Girando nel villaggio per cercare di capire meglio lo stato in cui vive questo popolo, riesco a scambiare due parole con il Colonnello della K.N.L.A. Nerdah Mya che, in perfetto inglese, mi racconta che i Karen contano più di sette milioni di persone e che sono giunti in quelle zone circa 2700 anni fa.
Continua dicendomi che hanno tutte le caratteristiche per richiedere la propria indipendenza poiché hanno una propria cultura, una propria lingua, una propria storia e una propria terra.
Nerdah Mya ha un viso buono, pulito e sembra non essere per niente stanco di lottare. Si sente legittimato a vincere la guerra per la libertà. Proseguendo la chiacchierata, dice che se i Karen non si fossero fin qui battuti non sarebbe più possibile parlare dei Karen perché non esisterebbero più.
Mi racconta che una volta il regime birmano ha dichiarato che in futuro per poter vedere un Karen si dovrà andare in un museo.
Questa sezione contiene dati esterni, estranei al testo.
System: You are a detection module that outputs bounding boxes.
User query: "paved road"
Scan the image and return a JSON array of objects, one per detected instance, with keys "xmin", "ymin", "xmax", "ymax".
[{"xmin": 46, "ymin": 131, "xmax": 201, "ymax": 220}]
Non sarà certamente così. Mi guarda dritto negli occhi e mi dice: “mio padre - Bo Mya, leggendario eroe della resistenza Karen deceduto nel dicembre 2006 - mi ha sempre detto una cosa che non dimenticherò mai: «E’ meglio vivere un solo giorno da Uomo libero piuttosto che cento anni da schiavo».
Il giro continua e, parlando con altri soldati, c’è da rimanere veramente impressionati dalla loro perseveranza nel rispetto dei principi fondamentali come l’identità, la terra - intesa atavicamente -, gli antenati, la libertà e dalla loro netta intransigenza verso chi costantemente gli offre fiumi di denaro derivante soprattutto dal traffico di droga per scendere a patti con il Governo di Rangoon e, fattivamente, per perdere tutte le proprie specificità di popolo.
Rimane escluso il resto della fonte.